SETTING: Niger National Tuberculosis Programme.
OBJECTIVE: To describe the outcomes and adverse events (AEs) in a cohort of adults, children and adolescents with multidrug-resistant tuberculosis (MDR-TB) who were treated with the 'short-course regimen'.
DESIGN: The regimen comprised an intensive phase of 4-6 months with kanamycin, medium-high dose of isoniazid and prothionamide, and high doses of gatifloxacin, clofazimine, ethambutol and pyrazinamide throughout. Sixty-five patients were treated with a regimen of 12-14 months and 55 patients with a regimen of 9-11 months.
RESULTS: Of the 120 patients evaluated, 110 (92%) were adults (median age 31 years) and 10 (8%) were children or adolescents (median age 17 years).
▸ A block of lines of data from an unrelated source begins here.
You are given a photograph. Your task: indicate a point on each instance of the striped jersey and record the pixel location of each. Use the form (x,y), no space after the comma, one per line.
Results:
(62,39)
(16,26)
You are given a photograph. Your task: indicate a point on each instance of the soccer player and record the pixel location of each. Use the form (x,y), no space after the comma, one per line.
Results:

The treatment success rate was respectively 88% and 83% with the 9-month regimen, and 90% and 75% with the 12-month regimen in adults and children/adolescents. Initial resistance to ethambutol and prothionamide did not affect treatment success rates but resistance to fluoroquinolones did, although this was not statistically significant. Vomiting was the most frequently encountered AE, followed by ototoxicity and hepatotoxicity. AEs experienced were mild or moderate in severity in most patients, and did not lead to treatment interruption.
CONCLUSION: These results confirm the programmatic effectiveness and tolerability of the shorter regimen in second-line drug-naive patients.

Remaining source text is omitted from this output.